Gli effetti economici della pandemia da Covid stanno generando incertezza che preoccupa gli italiani anche per il loro futuro previdenziale. Come riporta we-wealth.com, nel suo “Global Investor Study 2020”, Schroders stima che per “il 60% degli investitori italiani i contributi previsti dagli schemi statali non saranno sufficienti per il sostentamento in pensione”. In particolare, il 31% di essi “pensa che il proprio reddito durante la pensione possa risultare insufficiente per mantenere lo stesso stile di vita” e per cercare di far fronte a questo rischio il 26% “utilizza il reddito a disposizione per accrescere i risparmi ai fini della pensione”. Solamente tre anni fa, tale percentuale era pari al 12%. Nello specifico, per la pensione viene accantonata una percentuale pari al 13% circa del reddito disponibile.

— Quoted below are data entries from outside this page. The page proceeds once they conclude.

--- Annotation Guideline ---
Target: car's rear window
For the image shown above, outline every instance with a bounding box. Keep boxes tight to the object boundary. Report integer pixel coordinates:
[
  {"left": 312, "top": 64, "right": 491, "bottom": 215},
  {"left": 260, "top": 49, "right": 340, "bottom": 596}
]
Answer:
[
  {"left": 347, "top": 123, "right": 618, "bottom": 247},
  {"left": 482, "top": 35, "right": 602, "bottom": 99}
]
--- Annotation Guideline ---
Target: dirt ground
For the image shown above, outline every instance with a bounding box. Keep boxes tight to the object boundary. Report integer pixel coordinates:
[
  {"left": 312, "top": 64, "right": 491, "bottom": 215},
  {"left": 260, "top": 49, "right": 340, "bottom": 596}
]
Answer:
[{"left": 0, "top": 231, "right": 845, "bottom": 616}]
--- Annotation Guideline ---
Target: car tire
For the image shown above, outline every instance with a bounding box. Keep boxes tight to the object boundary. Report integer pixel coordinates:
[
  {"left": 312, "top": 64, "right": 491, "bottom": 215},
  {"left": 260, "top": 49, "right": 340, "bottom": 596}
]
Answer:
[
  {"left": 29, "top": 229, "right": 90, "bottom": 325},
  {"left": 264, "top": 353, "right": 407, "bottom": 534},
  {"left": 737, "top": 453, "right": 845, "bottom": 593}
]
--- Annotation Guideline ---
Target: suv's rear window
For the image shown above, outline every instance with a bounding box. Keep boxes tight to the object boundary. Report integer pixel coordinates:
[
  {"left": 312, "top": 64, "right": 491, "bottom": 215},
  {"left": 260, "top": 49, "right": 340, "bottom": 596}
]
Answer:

L’INCENTIVO NECESSARIO PER LA PREVIDENZA COMPLEMENTARE

“Dopo un anno di notevole incertezza sia sul fronte degli investimenti che su quello geopolitico, non sorprende che i pensionati scelgano di incanalare i loro redditi disponibili verso gli accantonamenti per la pensione. È un approccio razionale e saggio, soprattutto considerando che il 41% delle persone teme che il proprio reddito in pensione sarà insufficiente”, spiega Rupert Rucker, Head of income solutions, Schroders. Bisognerebbe comunque fare in modo che tra le misure di riforma pensioni ve ne sia qualcuna specificatamente dedicata all’incentivazione della previdenza complementare, soprattutto per i lavoratori più giovani che avranno un assegno calcolato interamente con il sistema contributivo.